2021-10-18T23:24:09.299108+0000 | opal_client.client                      | INFO  | stopping background tasks...
2021-10-18T23:24:09.299252+0000 | opal_client.opa.runner                  | INFO  | Stopping opa runner
2021-10-18T23:24:09.299325+0000 | opal_client.opa.runner                  | INFO  | Stopping OPA
2021-10-18T23:24:09.299944+0000 | opal_client.opa.logger                  | INFO  | Shutting down...     {'time': '2021-10-18T23:24:09Z'}
2021-10-18T23:24:09.301328+0000 | opal_client.opa.logger                  | INFO  | Server shutdown.     {'time': '2021-10-18T23:24:09Z'}
2021-10-18T23:24:09.308254+0000 | opal_client.opa.logger                  | INFO  | Stopping decision logger. {'plugin': 'decision_logs', 'time': '2021-10-18T23:24:09Z'}
2021-10-18T23:24:09.308705+0000 | opal_client.opa.logger                  | INFO  | Flushing decision logs. {'plugin': 'decision_logs', 'time': '2021-10-18T23:24:09Z'}
2021-10-18T23:24:09.309221+0000 | opal_client.opa.logger                  | INFO  | All decisions in buffer uploaded. {'plugin': 'decision_logs', 'time': '2021-10-18T23:24:09Z'}
2021-10-18T23:24:09.311407+0000 | opal_client.opa.runner                  | INFO  | OPA exited with return code: 0
2021-10-18T23:24:10.300139+0000 | opal_client.client                      | INFO  | trying to shutdown DataUpdater and PolicyUpdater gracefully...
2021-10-18T23:24:10.300612+0000 | opal_client.data.updater                | INFO  | Stopping data updater
2021-10-18T23:24:10.300781+0000 | opal_client.policy.updater              | INFO  | Stopping policy updater
2021-10-18T23:24:10.301351+0000 | uvicorn.lifespan.on                     | INFO  | Application shutdown complete.
2021-10-18T23:24:10.301698+0000 | uvicorn.server                          | INFO  | Finished server process [9]
[2021-10-18 23:24:10 +0000] [9] [INFO] Worker exiting (pid: 9)
<green>{time}</green> | <blue>{name: <40}</blue>|<level>{level:^6} | {message}</level>
{exception}

I also tried setting up headers, as my opal-server has set up the JWT. However, still no luck.

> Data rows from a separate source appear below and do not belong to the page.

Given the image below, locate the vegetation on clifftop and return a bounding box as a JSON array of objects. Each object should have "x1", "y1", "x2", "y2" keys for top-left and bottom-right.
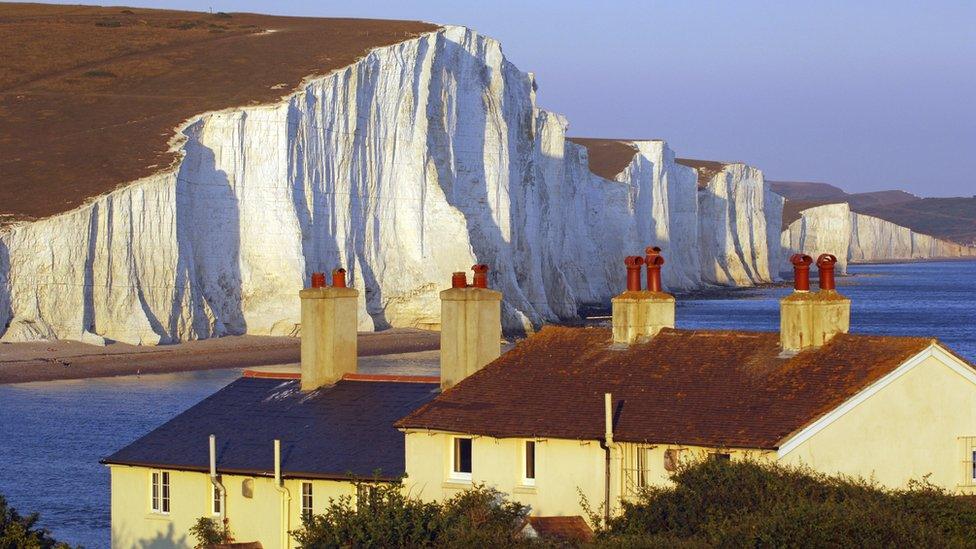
[
  {"x1": 294, "y1": 460, "x2": 976, "y2": 548},
  {"x1": 0, "y1": 494, "x2": 69, "y2": 549},
  {"x1": 598, "y1": 460, "x2": 976, "y2": 547}
]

OPAL_DEFAULT_UPDATE_CALLBACKS: '{"callbacks":["http://opal-server-service.hm-opa:7002/data/callback_report",{"headers":{"secret-key":"looooogJWTToken"}})]}'

Any clue? Thanks!

asafc commented 2 years ago

hey @Hongbo-Miao,

this is the issue: OPAL cannot find the healthcheck policy file.

Critical: OPA health-check policy is enabled, but cannot find policy at /usr/local/lib/python3.8/site-packages/opal_client-0.1.15-py3.8.egg/opal_client/opa/healthcheck/opal.rego

As to why, i am suspecting it's because i did not add the policy file to the python package manifest. I will make sure and if so - i will fix it in the next version (which hopefully will be submitted tonight).

Did it work for you in docker compose?

hongbo-miao commented 2 years ago

@asafc thanks! Yup, the docker compose demo works for me.

asafc commented 2 years ago

Hey @Hongbo-Miao, i think i found the issue and it's indeed the manifest. What's weird, it seems the OPAL running in your k8s is being run from a different path. I suspect that you invoke OPAL differently in your k8s config.

I will fix it in the morning before releasing 0.1.16

asafc commented 2 years ago

Should be fixed in 0.1.16

hongbo-miao commented 2 years ago

Confirmed, the healthcheck has been fixed in 0.1.16! Thanks!